South St. Paul is weighing the fate of the massive gates that once guided workers to the Armour meatpacking plant but now present an obstacle for a developer who wants to build condos on the site.

The brick and limestone gates, once a small piece of the sprawling Armour meatpacking campus, are among the last vestiges of an industry that once defined South St. Paul.

Now, West St. Paul-based Langer Construction wants to build a 45,000-square-foot building on the 3.9-acre, city-owned property. It would be subdivided as condos for small businesses and could generate about $132,000 in property taxes annually, city documents said. Langer has already built several similar structures nearby.

But the gates pose a practical challenge to the project, since their presence would likely keep the developer from constructing a marketable building with enough square footage to meet city guidelines.

The property is triangular, which is already a challenge for developers, who would likely want to build a rectangular building, said Ryan Garcia, the city's economic and community development director.

"The gates, they really do kind of chew up that eastern 20 percent of the site," Garcia said, adding that the site would also need parking stalls and space to circulate.

The parcel is the last piece of vacant land the city owns, said Mayor Jimmy Francis, and it has sat empty for 30 years. It costs money to maintain the empty lot, which isn't bringing in revenue.

Previous plans materialized 15 years ago when a company called Armourgate wanted to construct a 49,000-square-foot office building and warehouse on the site. The deal ultimately fell through, and the company returned the property to the city's Housing and Redevelopment Authority. Interest has been fleeting since then.

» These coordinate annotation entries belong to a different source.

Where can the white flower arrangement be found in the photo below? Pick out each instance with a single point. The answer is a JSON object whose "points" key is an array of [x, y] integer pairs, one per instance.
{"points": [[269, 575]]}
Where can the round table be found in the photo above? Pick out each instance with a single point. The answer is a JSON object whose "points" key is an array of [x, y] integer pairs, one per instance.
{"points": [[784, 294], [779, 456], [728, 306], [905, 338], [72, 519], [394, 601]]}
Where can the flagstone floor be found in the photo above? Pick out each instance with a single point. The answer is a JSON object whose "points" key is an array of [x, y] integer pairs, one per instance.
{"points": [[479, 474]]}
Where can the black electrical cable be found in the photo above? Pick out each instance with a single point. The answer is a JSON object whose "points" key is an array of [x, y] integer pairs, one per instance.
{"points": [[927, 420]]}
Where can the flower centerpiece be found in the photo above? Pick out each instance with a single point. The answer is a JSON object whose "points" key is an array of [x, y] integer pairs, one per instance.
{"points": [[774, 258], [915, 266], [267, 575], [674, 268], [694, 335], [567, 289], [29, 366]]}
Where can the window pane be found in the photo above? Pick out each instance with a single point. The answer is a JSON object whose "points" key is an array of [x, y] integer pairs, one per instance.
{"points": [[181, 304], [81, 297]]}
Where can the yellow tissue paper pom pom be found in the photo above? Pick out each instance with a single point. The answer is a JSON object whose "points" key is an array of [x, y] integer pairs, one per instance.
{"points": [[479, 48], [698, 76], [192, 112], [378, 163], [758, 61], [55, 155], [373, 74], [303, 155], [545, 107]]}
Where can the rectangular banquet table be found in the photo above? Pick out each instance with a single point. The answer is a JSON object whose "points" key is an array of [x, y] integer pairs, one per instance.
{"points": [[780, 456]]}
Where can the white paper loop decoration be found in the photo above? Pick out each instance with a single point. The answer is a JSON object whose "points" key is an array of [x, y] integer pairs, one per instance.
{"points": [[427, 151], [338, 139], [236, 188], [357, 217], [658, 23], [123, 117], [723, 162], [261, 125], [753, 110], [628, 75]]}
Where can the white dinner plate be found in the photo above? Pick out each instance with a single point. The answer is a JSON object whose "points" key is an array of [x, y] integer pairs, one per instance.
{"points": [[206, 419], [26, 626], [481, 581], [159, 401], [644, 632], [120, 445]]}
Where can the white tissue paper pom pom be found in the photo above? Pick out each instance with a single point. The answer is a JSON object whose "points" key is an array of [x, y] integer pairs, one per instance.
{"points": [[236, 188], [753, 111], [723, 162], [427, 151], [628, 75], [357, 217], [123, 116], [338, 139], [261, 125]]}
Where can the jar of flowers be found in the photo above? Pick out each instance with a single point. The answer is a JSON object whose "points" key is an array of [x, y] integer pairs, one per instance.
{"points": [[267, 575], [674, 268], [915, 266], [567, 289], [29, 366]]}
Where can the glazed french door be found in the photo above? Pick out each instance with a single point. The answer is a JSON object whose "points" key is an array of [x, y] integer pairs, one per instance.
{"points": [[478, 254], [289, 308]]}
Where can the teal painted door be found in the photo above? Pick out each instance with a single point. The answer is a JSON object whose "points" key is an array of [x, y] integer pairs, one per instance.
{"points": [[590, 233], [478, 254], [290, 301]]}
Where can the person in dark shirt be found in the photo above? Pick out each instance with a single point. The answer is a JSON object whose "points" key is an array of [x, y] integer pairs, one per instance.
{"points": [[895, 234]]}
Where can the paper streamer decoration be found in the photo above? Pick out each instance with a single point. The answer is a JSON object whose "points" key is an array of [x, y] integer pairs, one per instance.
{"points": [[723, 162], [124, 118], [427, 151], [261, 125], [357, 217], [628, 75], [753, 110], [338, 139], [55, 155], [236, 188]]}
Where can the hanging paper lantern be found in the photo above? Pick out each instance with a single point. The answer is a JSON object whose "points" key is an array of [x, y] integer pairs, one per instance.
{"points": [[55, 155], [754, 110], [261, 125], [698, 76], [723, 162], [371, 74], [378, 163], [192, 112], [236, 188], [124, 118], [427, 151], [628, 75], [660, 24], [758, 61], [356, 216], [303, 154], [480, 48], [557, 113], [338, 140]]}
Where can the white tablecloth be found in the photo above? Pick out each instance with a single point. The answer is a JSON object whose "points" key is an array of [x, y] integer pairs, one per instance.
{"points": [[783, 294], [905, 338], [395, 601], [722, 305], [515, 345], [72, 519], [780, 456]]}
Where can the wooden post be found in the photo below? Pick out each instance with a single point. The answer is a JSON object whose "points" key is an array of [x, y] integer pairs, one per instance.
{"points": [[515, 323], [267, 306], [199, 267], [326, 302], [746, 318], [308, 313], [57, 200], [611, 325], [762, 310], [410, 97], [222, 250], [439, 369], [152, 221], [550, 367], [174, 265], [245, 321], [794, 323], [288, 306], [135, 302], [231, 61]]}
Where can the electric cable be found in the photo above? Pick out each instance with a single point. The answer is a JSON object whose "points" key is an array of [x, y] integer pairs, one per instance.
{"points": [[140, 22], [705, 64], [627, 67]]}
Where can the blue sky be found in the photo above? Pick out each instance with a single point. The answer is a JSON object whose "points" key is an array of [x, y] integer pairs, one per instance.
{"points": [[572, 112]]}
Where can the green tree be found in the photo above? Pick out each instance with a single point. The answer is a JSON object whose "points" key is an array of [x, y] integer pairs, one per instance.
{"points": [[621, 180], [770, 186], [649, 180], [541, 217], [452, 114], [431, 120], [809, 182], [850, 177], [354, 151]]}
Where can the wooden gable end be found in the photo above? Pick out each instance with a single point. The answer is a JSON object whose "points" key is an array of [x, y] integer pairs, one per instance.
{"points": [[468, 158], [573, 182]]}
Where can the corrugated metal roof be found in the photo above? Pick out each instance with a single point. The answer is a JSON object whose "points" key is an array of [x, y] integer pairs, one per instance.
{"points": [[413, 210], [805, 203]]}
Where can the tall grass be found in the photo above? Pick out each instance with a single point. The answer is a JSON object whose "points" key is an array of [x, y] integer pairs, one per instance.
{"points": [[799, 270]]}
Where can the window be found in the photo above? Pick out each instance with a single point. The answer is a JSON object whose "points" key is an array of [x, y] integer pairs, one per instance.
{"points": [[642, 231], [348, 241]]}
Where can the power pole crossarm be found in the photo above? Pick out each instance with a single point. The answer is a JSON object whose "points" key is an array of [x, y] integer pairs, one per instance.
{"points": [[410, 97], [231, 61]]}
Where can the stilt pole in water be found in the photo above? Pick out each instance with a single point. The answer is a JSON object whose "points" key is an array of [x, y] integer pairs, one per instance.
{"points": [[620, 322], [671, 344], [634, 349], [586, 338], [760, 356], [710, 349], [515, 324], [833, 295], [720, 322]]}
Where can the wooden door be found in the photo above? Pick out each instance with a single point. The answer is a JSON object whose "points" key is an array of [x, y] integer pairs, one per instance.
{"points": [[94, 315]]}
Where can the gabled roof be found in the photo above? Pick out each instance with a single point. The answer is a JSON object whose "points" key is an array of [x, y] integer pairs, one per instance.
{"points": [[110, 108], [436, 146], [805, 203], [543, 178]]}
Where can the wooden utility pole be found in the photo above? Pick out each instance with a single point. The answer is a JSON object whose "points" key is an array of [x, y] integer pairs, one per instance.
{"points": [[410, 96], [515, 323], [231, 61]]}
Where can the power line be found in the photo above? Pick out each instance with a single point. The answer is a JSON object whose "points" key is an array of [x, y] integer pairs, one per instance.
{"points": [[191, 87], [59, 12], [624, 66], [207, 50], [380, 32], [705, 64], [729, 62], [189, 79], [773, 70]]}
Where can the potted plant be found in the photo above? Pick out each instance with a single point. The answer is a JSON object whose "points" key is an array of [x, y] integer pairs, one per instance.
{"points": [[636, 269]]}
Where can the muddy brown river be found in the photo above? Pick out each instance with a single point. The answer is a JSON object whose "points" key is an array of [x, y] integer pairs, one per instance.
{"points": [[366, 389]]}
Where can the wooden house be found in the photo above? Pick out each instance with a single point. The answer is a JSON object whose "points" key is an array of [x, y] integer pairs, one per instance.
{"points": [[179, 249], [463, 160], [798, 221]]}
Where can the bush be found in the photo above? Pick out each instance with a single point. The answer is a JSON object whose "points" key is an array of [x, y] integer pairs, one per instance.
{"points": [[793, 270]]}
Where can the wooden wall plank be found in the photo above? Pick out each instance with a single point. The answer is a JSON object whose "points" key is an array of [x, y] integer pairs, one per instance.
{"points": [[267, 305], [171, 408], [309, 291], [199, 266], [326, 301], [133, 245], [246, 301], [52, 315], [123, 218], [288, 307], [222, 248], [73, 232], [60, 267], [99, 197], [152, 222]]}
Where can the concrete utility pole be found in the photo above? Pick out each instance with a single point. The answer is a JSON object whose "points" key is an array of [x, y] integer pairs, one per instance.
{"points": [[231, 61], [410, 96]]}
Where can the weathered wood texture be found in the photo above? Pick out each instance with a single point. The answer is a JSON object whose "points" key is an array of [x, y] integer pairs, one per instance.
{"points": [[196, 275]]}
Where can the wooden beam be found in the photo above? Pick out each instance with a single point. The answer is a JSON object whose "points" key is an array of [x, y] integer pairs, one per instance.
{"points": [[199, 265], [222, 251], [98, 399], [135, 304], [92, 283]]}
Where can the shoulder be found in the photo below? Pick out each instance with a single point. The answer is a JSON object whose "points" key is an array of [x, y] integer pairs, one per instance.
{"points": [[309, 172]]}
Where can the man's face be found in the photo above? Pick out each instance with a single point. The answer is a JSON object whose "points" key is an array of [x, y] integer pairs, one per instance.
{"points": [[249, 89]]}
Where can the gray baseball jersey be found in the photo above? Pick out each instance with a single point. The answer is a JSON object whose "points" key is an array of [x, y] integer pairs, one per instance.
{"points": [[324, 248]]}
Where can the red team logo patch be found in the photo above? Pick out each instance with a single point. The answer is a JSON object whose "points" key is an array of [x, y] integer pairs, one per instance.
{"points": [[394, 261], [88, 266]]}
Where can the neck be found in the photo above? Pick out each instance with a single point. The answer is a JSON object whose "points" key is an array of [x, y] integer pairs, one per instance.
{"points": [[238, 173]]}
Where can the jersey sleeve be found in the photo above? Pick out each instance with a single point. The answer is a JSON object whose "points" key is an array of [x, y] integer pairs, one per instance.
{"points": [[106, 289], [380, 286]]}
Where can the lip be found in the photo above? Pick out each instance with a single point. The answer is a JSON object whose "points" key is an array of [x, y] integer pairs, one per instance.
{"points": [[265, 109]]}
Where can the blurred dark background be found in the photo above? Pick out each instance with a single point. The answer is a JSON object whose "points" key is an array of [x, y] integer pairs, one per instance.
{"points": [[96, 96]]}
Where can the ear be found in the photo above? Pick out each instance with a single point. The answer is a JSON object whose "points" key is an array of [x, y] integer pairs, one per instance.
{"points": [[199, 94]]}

Armour closed in 1979 and the buildings and factory were demolished a decade later, but the 20-foot gates remain near the corner of Armour and Hardman avenues. Each side is a tollbooth-sized structure that once housed an attendant who waved employees into the parking lot when they came to work.

Since then, the city hasn't maintained the relics and they're not noticed much at their location in BridgePoint Business Park, Garcia said.

Relocating the gates is one possibility, Garcia said. A cost estimate is $150,000 to $300,000 but varies based on where they're taken.

Other ideas include keeping them in place and designating public space on the site, replicating them elsewhere or incorporating them into the new design.

The city doesn't have the money to move the gates, Francis said, and shouldn't force a developer to include them in their plans. To do so would be a deterrent to development, he said.

"We can't make decisions based on nostalgia," he said. "We have to make decisions based on reality."

Dakota County Commissioner Joe Atkins said the gates have a special significance to people whose relatives once worked at Armour, himself included.

"I picture my grandfather and uncles crossing through those gates," he said. "They're more than just gates — they were symbols of hope for so many families. They were gates to a better life."

He said he trusts that the City Council will make a good decision but hopes the gates aren't demolished.

The council wants to think more about the gates' fate, Garcia said, but members also expressed support for new development.

At Tuesday's meeting, the council will discuss the gates. Garcia said the goal is to narrow down options.

Local historian Lois Glewwe said the gates are a helpful landmark when she takes people on South St. Paul tours, but the city needs to be realistic about the relics' future.

She would prefer they not be moved, she said, because their significance would be lost elsewhere. She said she hopes the developer can dream up a way to incorporate them into their design, like making them part of a picnic area or stretching a "welcome" banner between them.

"We just need to be very thoughtful about this," she said.